The bursaries cover various areas of study, including core disciplines such as mining, engineering and ore reserve management, as well as non-core disciplines.
Harmony Gold said 61% of the students fall into the core disciplines category, while the remaining 39% will study non-core disciplines.
A total of 19 bursaries are for students who will be undertaking their first year of study, while the rest are in their second, third and fourth years of study.
Harmony Gold added that for the first time in five years, the number of young women who have been awarded bursaries is higher than that of men. “This year, 17 young women and 15 men are the chosen beneficiaries. The Free State, our host community, remains a key focus area. In fact, over the past five years, 175 (or 70%) of the bursary recipients have been from the communities in and around our mining operations,” the company said.

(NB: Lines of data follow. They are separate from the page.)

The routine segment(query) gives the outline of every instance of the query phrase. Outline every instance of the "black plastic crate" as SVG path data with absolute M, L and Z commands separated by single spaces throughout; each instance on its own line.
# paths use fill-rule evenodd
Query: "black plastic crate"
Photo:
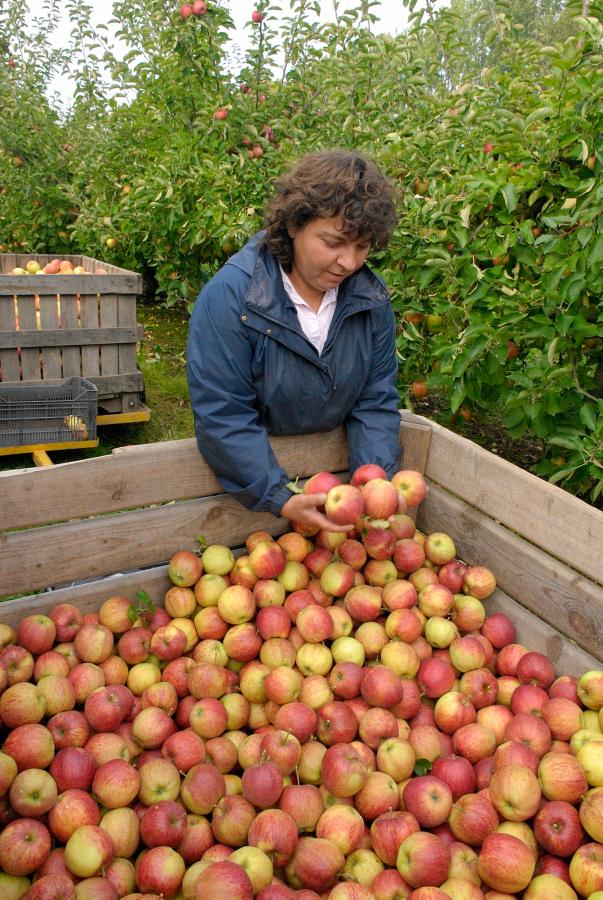
M 0 384 L 0 448 L 96 440 L 98 392 L 85 378 Z

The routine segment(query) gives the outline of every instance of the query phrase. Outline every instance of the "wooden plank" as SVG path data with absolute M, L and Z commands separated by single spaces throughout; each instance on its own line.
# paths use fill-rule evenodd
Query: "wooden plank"
M 19 319 L 19 329 L 22 328 L 23 331 L 35 331 L 37 329 L 36 301 L 34 297 L 17 297 L 16 314 Z M 41 381 L 40 351 L 38 349 L 27 350 L 22 348 L 19 353 L 21 357 L 22 381 Z
M 167 566 L 109 575 L 107 578 L 74 584 L 58 590 L 43 591 L 17 600 L 0 603 L 0 621 L 16 628 L 21 619 L 34 613 L 47 614 L 58 603 L 73 603 L 82 613 L 97 612 L 109 597 L 129 597 L 134 601 L 137 591 L 146 591 L 156 606 L 163 602 L 171 586 Z
M 432 423 L 427 476 L 603 584 L 603 512 Z
M 64 334 L 70 332 L 77 334 L 80 330 L 78 298 L 75 294 L 61 294 L 61 326 Z M 63 344 L 62 356 L 65 378 L 82 374 L 82 354 L 79 344 L 73 347 Z
M 122 270 L 124 272 L 125 270 Z M 73 290 L 87 294 L 140 293 L 140 276 L 129 273 L 114 275 L 4 275 L 0 279 L 0 297 L 10 294 L 70 294 Z
M 343 428 L 271 444 L 292 478 L 313 475 L 317 466 L 341 472 L 348 465 Z M 0 531 L 220 493 L 194 439 L 119 447 L 48 470 L 0 472 Z M 0 550 L 0 569 L 1 560 Z
M 13 332 L 17 327 L 15 321 L 15 298 L 0 297 L 0 382 L 20 381 L 19 354 L 16 349 L 2 349 L 3 332 Z
M 80 324 L 82 330 L 98 331 L 98 296 L 96 294 L 80 294 Z M 98 343 L 86 344 L 82 347 L 82 375 L 84 378 L 100 375 Z
M 48 470 L 38 469 L 42 474 Z M 284 520 L 251 513 L 224 494 L 0 534 L 0 597 L 166 562 L 177 550 L 239 545 L 252 531 L 279 534 Z
M 431 484 L 419 527 L 444 531 L 458 555 L 492 569 L 500 588 L 595 656 L 603 655 L 603 589 L 489 516 Z
M 516 640 L 528 650 L 544 653 L 555 666 L 558 675 L 574 675 L 577 678 L 591 669 L 603 665 L 601 655 L 591 656 L 561 635 L 553 626 L 542 622 L 529 610 L 501 591 L 495 591 L 486 600 L 488 615 L 494 612 L 506 613 L 514 622 Z
M 42 378 L 62 378 L 61 351 L 56 343 L 50 340 L 51 337 L 60 338 L 61 332 L 59 328 L 59 299 L 56 295 L 44 297 L 40 301 L 40 331 L 35 332 L 35 338 L 40 340 L 38 345 L 42 348 Z M 31 332 L 29 332 L 31 334 Z M 13 335 L 18 338 L 18 334 Z M 0 338 L 1 340 L 1 338 Z M 21 344 L 22 347 L 30 347 L 26 341 Z M 35 345 L 34 345 L 35 346 Z
M 62 299 L 62 298 L 61 298 Z M 106 297 L 101 297 L 101 309 Z M 113 297 L 112 299 L 116 299 Z M 56 304 L 54 306 L 56 314 Z M 50 298 L 45 298 L 40 304 L 40 317 L 42 320 L 41 331 L 15 331 L 12 334 L 0 331 L 0 347 L 70 347 L 87 346 L 89 344 L 132 344 L 143 336 L 144 329 L 140 325 L 129 327 L 100 328 L 60 328 L 58 319 L 52 321 L 52 303 Z M 45 321 L 46 323 L 45 324 Z M 109 374 L 117 371 L 109 370 Z
M 123 327 L 136 325 L 136 299 L 134 297 L 118 297 L 117 322 Z M 136 371 L 135 344 L 120 344 L 117 348 L 117 356 L 119 373 Z
M 107 333 L 119 334 L 120 332 L 123 334 L 125 331 L 137 330 L 134 329 L 120 329 L 117 326 L 117 295 L 116 294 L 104 294 L 100 298 L 100 330 L 104 335 Z M 138 337 L 134 338 L 134 341 L 138 340 Z M 101 344 L 100 350 L 100 367 L 103 375 L 115 375 L 119 372 L 118 362 L 118 343 L 117 340 L 108 341 L 106 338 L 99 339 L 99 344 Z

Furthermore, in a new initiative by the CEO of Harmony Gold, Peter Steenkamp, an additional 10 bursaries valued at R40 000 each are to be awarded for the 2017 academic year to qualifying students residing in the Matjhabeng community.
Harmony Gold said it places a high degree of importance on education and training. “To borrow from President Nelson Mandela’s words, the company believes that ‘education is the most powerful weapon which you can use to change the world’. In staying true to this premise, Harmony Gold has contributed over R149 million towards this critical area over the past five years,” the company said.
“Education has always been close to our hearts. This is part of our vision to change lives on a long-term, sustainable basis. We are deeply committed to investing in the future of the country and Harmony’s bursaries reflect this,” said Steenkamp.